In this guide, you'll learn how to create a composite image (or mosaic) from multiple PlanetScope scenes that cover an area of interest (AOI). You'll need GDAL (Geospatial Data Abstraction Library) and its python bindings installed to run the commands below.
First, let's use Planet Explorer to travel to stunning Yosemite National Park. You can see below that I've drawn an area of interest (AOI) around Mount Dana on the eastern border of Yosemite. You can use this geojson file to search for this same AOI.
I want an image that depicts the mountain on a clear summer day, so I've narrowed my data search in Planet Explorer to scenes with less than 5% cloud cover, captured in July and August 2016.
As you can see in the animated gif above, my search yielded a set of three PlanetScope scenes, all taken on August 20, 2016. Together these scenes cover 100% of my area of interest. As I roll over each item in Planet Explorer, I can see that the scenes' rectangular footprints extend far beyond Mount Dana. All three scenes overlap slightly, and one scene touches only a small section at the bottom of my AOI. Still, they look good to me, so I'm going to submit an order for the visual assets.

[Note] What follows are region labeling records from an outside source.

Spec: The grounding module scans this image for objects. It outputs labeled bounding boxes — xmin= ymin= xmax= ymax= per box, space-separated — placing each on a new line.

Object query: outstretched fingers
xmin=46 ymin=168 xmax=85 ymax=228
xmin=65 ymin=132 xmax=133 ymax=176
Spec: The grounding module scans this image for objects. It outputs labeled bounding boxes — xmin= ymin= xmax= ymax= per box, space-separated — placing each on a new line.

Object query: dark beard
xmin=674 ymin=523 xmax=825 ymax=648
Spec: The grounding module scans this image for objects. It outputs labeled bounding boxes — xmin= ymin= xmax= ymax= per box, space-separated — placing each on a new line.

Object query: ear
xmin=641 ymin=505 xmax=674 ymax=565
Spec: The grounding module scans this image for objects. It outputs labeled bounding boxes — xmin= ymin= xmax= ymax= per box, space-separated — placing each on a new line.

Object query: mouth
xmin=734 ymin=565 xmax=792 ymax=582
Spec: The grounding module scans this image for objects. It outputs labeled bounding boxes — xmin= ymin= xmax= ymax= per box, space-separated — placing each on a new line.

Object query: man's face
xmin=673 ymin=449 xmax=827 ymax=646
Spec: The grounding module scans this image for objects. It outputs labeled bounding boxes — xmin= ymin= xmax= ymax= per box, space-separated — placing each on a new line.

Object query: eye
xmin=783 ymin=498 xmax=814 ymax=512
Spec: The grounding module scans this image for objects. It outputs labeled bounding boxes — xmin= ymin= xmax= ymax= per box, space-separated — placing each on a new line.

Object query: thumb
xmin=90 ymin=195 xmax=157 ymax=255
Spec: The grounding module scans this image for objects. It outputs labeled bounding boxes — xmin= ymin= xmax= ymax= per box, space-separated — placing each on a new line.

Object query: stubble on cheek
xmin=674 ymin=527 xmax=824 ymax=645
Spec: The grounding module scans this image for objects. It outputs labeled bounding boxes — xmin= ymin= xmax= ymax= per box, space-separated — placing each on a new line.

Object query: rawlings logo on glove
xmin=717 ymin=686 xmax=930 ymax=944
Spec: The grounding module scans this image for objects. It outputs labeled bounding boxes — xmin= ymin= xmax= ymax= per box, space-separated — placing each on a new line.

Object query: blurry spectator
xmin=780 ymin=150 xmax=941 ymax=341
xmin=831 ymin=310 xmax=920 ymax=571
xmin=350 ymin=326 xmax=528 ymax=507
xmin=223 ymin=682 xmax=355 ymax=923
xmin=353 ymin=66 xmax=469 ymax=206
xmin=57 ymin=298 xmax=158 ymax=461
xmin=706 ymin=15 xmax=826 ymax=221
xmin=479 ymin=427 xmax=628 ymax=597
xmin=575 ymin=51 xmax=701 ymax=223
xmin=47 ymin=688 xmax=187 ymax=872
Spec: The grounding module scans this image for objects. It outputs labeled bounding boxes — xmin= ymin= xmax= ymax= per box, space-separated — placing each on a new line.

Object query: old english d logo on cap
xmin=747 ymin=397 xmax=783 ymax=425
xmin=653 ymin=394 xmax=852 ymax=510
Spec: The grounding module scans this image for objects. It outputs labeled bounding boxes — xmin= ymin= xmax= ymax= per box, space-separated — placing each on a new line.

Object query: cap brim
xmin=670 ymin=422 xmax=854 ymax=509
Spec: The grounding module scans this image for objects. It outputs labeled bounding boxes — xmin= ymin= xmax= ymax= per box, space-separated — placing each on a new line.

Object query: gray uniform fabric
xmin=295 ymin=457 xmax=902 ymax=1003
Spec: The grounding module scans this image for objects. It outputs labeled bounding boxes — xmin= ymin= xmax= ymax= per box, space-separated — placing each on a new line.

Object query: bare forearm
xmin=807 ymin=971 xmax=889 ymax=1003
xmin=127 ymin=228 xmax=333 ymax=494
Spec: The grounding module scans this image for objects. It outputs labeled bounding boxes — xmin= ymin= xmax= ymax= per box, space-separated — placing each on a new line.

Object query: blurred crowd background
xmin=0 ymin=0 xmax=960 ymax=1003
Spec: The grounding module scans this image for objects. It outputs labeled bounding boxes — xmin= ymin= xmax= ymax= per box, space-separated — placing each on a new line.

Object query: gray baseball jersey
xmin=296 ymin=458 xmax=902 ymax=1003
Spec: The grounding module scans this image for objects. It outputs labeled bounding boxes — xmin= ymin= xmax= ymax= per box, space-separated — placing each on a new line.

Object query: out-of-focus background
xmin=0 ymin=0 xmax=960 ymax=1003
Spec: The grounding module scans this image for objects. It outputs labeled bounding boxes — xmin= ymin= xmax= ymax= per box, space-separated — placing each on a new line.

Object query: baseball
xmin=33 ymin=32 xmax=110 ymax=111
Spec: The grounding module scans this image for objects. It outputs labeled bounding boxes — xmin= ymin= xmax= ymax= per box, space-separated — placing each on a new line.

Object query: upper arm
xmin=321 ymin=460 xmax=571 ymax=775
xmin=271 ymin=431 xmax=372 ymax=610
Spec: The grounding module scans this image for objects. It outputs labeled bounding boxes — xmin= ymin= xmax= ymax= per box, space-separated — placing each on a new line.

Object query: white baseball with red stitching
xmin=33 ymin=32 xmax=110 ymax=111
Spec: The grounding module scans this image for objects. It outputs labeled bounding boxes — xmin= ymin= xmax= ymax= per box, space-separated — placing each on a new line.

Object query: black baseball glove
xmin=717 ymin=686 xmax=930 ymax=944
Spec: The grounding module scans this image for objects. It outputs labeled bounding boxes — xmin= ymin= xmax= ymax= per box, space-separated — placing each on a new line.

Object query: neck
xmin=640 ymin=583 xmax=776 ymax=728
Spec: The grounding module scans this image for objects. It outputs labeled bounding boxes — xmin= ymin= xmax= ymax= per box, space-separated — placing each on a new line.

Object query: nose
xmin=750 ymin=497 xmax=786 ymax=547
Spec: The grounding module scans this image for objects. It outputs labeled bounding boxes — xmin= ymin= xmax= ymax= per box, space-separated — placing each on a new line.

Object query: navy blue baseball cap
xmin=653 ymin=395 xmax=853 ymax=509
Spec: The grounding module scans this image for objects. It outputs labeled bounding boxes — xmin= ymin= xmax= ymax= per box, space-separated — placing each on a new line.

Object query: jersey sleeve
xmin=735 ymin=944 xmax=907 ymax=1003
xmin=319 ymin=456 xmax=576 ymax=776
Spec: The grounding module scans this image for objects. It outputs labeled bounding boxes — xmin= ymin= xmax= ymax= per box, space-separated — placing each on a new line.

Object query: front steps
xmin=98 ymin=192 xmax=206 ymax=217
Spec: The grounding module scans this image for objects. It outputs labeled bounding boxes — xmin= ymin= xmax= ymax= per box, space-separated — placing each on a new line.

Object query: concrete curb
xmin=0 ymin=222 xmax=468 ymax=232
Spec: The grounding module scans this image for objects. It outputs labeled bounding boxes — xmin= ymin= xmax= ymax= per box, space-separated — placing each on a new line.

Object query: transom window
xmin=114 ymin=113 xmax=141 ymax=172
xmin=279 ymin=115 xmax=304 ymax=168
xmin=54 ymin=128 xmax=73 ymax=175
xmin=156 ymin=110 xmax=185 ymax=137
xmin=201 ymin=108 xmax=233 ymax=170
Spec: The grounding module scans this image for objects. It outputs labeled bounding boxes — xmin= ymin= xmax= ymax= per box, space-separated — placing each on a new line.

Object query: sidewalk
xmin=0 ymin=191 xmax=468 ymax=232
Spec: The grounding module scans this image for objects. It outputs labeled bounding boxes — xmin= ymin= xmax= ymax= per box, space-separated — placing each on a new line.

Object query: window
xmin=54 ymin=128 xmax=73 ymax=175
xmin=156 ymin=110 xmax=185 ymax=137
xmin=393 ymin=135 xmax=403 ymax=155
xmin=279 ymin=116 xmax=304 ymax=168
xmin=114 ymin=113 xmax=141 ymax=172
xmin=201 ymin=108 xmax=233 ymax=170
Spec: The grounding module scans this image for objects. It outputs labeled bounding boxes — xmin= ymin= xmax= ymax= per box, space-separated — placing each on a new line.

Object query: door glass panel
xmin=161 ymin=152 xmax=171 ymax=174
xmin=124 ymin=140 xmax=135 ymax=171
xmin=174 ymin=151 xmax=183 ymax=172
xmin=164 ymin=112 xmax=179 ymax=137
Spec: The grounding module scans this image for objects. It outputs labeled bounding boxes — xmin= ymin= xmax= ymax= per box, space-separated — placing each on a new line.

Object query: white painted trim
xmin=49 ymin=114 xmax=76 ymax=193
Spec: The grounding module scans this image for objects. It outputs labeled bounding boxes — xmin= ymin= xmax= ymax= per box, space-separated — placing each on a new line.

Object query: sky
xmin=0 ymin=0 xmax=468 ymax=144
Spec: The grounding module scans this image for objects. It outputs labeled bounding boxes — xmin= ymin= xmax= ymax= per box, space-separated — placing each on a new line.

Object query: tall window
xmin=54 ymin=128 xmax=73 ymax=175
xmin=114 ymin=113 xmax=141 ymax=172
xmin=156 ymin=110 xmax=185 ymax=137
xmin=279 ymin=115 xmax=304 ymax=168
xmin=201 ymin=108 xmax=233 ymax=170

After downloading, moving, and wrangling the data, I'm ready to create a composite image from the three scenes. First, though, I'll use gdalinfo to inspect the spatial metadata of the scenes.
In [1]:
!gdalinfo data/175322.tif
!gdalinfo data/175323.tif
!gdalinfo data/175325.tif
The three scenes have the same coordinate systems and the same number of bands, so we can go ahead and use the gdal_merge.py utility to stitch them together. In areas of overlap, the utility will copy over parts of the previous image in the list of input files with data from the next image. The -v flag in the command below allows us to see the output of the mosaicing operations as they are done.
In [2]:
!gdal_merge.py -v data/175322.tif data/175323.tif data/175325.tif -o output/mtdana-merged.tif
We can see in the verbose output above that the mosaicing operation is fairly simple: the utility script is basically copying a range of pixels for each band in each scene over to the designated output file. We can use gdalinfo to inspect the metadata of the merged raster file we created.
In [3]:
!gdalinfo output/mtdana-merged.tif
The merged raster is a large GeoTiff file, so we're going use gdal_translate, another GDAL utility, to convert it to a PNG and set the output image to a percentage of the original. That will make it easier for us to view in this notebook.
In [4]:
!gdal_translate -of "PNG" -outsize 10% 0% output/mtdana-merged.tif output/mtdana-merged.png
Now let's view the merged image.
In [5]:
from IPython.display import Image
Image(filename="output/mtdana-merged.png")
Out[5]:
Success! Wait... this is definitely a composite image from our three PlanetScope scenes, but it's not really what we want. We'd much rather have a composite image that is cropped to the boundaries of our AOI. We can use gdalwarp to clip the raster to our area of interest (defined by a geojson file).
In [6]:
!gdalwarp -of GTiff -cutline data/mt-dana-small.geojson -crop_to_cutline output/mtdana-merged.tif output/mtdana-cropped.tif
Again, we'll use gdal_translate to convert the GeoTiff to a smaller PNG so that it's easier to view the cropped image.
In [7]:
!gdal_translate -of "PNG" -outsize 10% 0% output/mtdana-cropped.tif output/mtdana-cropped.png
In [8]:
from IPython.display import Image
Image(filename="output/mtdana-cropped.png")
Out[8]:
Success! A cropped, composite image of Mount Dana in Yosemite! Who wants to go for a hike?